I have a more intuitive explanation of Q and K. Q (Query) is like a search query...

I have a more intuitive explanation of Q and K.

Q (Query) is like a search query. K (Key) is like a set of tags or attributes of each word that the query can look for.

Imagine the self-attention scores for the sentence ”The chicken crossed the road because it wanted to get to the other side.”

Let’s look specifically at the word “it”. We can imagine the matrix Q_it as a representation of attributes of the word we want “it” to gain context from. For example, “it” is a pronoun, and therefore gains context from nouns. Therefore, the matrix Q_it might have some representation of “noun” in it, because we want it to take context from nouns.
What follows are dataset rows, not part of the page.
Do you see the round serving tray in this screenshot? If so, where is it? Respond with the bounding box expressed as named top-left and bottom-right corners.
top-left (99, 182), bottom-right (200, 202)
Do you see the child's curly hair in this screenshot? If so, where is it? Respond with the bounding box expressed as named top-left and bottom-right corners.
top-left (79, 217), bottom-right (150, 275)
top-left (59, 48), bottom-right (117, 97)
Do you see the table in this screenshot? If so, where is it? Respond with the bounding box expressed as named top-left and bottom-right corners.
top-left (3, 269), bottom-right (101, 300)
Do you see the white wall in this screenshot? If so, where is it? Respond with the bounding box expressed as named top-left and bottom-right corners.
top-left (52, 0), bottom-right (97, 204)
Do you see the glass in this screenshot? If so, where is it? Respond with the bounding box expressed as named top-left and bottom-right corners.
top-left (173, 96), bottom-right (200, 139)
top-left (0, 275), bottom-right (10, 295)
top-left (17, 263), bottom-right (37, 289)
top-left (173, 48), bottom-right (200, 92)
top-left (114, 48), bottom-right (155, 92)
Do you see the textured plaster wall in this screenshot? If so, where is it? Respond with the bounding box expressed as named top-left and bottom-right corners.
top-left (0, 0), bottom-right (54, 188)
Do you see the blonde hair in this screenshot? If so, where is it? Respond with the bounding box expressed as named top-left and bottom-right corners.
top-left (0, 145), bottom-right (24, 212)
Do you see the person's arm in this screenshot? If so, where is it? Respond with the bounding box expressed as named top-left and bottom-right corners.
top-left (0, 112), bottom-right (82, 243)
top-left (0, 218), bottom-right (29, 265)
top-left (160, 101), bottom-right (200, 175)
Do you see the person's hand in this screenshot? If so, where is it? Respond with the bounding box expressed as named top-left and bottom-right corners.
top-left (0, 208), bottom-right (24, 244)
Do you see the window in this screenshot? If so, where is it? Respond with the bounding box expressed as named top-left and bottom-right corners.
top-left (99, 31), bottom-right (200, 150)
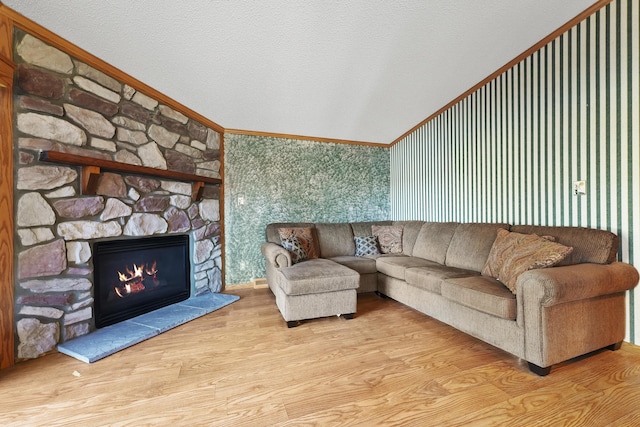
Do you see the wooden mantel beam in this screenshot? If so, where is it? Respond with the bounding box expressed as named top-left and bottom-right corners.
top-left (40, 151), bottom-right (222, 201)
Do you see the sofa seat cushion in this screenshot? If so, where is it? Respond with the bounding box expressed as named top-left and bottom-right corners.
top-left (440, 276), bottom-right (516, 320)
top-left (404, 265), bottom-right (479, 294)
top-left (329, 255), bottom-right (378, 274)
top-left (280, 258), bottom-right (360, 295)
top-left (376, 255), bottom-right (439, 280)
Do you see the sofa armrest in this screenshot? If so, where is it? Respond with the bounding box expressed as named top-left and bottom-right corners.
top-left (260, 242), bottom-right (293, 268)
top-left (516, 262), bottom-right (638, 307)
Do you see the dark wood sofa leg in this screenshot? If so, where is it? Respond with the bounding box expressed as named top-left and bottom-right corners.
top-left (527, 362), bottom-right (551, 377)
top-left (607, 341), bottom-right (622, 351)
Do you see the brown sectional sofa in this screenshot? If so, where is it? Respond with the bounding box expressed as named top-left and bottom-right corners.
top-left (262, 221), bottom-right (638, 375)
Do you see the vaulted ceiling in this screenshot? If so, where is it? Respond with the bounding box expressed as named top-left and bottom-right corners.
top-left (2, 0), bottom-right (596, 144)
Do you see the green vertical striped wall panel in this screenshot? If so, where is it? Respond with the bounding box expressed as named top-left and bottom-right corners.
top-left (390, 0), bottom-right (640, 342)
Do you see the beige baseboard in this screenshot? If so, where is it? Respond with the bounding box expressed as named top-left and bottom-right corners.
top-left (224, 278), bottom-right (269, 290)
top-left (253, 278), bottom-right (269, 289)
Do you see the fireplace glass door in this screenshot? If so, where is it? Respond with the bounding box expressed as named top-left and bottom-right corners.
top-left (93, 235), bottom-right (191, 328)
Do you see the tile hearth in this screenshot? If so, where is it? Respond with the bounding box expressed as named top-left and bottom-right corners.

In other words, one of the goals during the training process of a transformer network is to train a weight W_q to map a word to a matrix representation of attributes of words it gains context from. So W_q should map any word that’s a pronoun to a noun query.

Similarly, K can be thought of as a representation of attributes of each word. So K_chicken should also have a “noun” tag. So one of the goals during training is to train W_k, that maps the latent-space representation of a word (chicken) to a matrix representation (K_chicken) of it’s important attributes (noun).
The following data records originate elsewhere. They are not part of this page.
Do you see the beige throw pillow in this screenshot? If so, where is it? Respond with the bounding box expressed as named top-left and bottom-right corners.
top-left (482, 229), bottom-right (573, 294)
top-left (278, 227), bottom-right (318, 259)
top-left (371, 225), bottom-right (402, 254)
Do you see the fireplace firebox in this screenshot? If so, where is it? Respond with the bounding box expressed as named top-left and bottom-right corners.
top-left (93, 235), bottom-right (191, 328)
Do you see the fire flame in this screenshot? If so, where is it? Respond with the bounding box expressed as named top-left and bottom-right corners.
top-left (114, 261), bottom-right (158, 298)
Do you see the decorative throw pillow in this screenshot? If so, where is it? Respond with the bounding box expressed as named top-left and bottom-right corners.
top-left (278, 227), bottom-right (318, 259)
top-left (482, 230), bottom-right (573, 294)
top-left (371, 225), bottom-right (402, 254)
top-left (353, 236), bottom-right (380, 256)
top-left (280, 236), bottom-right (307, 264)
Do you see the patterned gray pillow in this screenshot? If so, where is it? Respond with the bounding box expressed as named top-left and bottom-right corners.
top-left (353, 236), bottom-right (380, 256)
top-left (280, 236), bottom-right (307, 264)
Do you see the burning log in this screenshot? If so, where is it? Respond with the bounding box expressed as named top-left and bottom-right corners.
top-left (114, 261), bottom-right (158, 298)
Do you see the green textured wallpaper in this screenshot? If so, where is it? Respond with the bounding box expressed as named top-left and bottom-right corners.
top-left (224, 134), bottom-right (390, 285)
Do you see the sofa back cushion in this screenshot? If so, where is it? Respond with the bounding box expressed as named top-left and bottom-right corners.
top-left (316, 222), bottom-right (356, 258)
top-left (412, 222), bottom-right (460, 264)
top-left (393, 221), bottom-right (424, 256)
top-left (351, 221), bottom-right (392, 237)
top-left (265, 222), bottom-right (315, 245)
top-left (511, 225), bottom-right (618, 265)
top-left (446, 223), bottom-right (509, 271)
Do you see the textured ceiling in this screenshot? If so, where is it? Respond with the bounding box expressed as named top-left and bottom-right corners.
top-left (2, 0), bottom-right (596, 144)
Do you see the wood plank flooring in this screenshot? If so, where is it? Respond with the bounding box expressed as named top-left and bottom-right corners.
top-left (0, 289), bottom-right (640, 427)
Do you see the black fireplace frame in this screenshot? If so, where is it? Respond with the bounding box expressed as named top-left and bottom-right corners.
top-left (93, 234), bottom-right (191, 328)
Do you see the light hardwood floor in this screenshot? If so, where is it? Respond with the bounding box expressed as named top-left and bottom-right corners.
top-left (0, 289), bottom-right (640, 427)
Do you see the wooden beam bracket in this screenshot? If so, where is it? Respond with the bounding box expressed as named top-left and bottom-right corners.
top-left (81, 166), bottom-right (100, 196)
When we take the dot product of Q and K, what we’re finding is the similarity between those 2 matrices. In other words Q_it * K_chicken should have a high value because “it” is looking for nouns in it’s query, and “chicken” is a noun.

Obviously this is a very human-centric explanation and how the weights W_q and W_k are trained in practice may not align perfectly with human interpretable concepts, but hopefully helps with understanding.